Ok, so I have this 91.5 motor in an 03 1500. Running rebuilt Bosch injector bodies with DAP 5x11 SAC 145* nozzles. Skipped a tooth on the pump and pulled pump all the way from the head. H1C, no intercooler. Fuel screw is turned in 1 turn, starwheel is up about 3 turns from stock. Very moderately tuned. It ran real well and clean, no haze at idle, for about 2 months, ~2000 miles. Well about 2 weeks ago I'm driving down the highway and it starts cutting out on me. Like I was running out of fuel. So I got fuel, was still doing it. Got so bad that it stalled on the highway. Got out, bled injector lines, and it started up. Then, after it sits for a few hours, I start it up and it's stumbling all over itself. Back firing when I pedal it, struggling to run, rough idle, massive amounts of white smoke, clears up after about 30 seconds but truck runs sluggish, no power like before, won't hold highway speed, cuts out. So thinking I have an air leak, I remove the line to the lift pump, stick it in a can of diese, and start the truck. Bleed injector lines, let it run a bit, then shut the truck off. Let it sit for 4 hours, go back, same problems at start up. Hook everything back up, go for a drive, same problems.
More info: fuel filter is new, lift pump is new(6 psi at idle), all fuel lines are new.
I should include that when it starts cutting out at highway speed, it is alleviated by letting off throttle, coasting for 5-10 seconds, and then back on throttle. That gets you about a mile of clean driving and then the cutting out starts again.
How's the fuel shut off solenoid? I once had one that was on it's way out could sometimes drive it all day no problem other times I couldn't go 5 miles with out it acting like what you are describing.
Could be the large springs between the cam plate and the injector head inside the IP.....they do have a tendency to crack/break and shatter. This can cause all kinds of weird and wonderful issue since depending on how the spring(s) break you can have uneven spring pressure so the IP can't build up proper injection pulse pressures, to a truck that will not run at all....etc.
I would want to tear down the IP and put a re-seal kit, and maybe a set of new springs, in to it....if the problem persists after that then at least you are fairly certain the IP is not the problem.
j.fonder - I think you need a brand new injector pump & brand new sticks.
Because that magically solves air ingress, amateur draw straws, finger tight hose clamps and non lubed VEs.
I'll drop a CAT bucket on it & charge you $50 to watch. If it even makes it up on a drive this far.
Need I publicly remind you that you sold me this lemon of a motor? Maybe I should start a thread explaining to the fine members here at DTR the problems I've had with this POS "low miles, perfect" motor you sold me. Can't trust anyone these days.

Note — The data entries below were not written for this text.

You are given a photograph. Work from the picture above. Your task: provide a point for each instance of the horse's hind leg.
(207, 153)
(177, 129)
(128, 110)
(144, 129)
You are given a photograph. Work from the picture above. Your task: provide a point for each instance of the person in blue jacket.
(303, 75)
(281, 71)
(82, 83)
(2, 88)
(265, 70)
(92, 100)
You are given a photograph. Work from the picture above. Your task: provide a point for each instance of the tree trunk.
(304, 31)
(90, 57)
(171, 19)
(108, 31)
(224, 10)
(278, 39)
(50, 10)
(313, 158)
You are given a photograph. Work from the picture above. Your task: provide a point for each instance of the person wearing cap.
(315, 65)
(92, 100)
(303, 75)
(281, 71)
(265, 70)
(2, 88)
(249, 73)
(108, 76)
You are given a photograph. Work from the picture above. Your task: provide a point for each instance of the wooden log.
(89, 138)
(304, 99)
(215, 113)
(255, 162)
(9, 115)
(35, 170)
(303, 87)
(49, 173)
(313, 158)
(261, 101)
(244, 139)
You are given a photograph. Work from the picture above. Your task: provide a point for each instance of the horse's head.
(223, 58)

Does the below pic ring a bell or did the included goat fog your head.
Originally Posted by j.fonder
Need I publicly remind you that you sold me this lemon of a motor? Maybe I should start a thread explaining to the fine members here at DTR the problems I've had with this POS "low miles, perfect" motor you sold me. Can't trust anyone these days.
Has it slipped at all? With a tooth skipped and the pump retarded as far as possible, that seems like it could be on the low side. Do you know or have a way of finding where the timing is? For example, with a dial indicator in the hydraulic head measuring plunger travel at #1 TDC. Might be worth pulling the nut off the pump gear to inspect the woodruff key.
Has it slipped at all? With a tooth skipped and the pump retarded as far as possible, that seems like it could be on the low side. Do you know or have a way of finding where the timing is? For example, with a dial indicator in the hydraulic head measuring plunger travel at #1 TDC. Might be worth pulling the nut off the pump gear to inspect the woodruff key.
a skipped tooth and away from the head is about the same advance as just pushing the pump to the head. so it's still advanced from stock, which wouldn't cause this problem, because well, it's run fine that way until this all happened.
i suppose pulling the nut off the gear and looking wouldn't take much time/effort.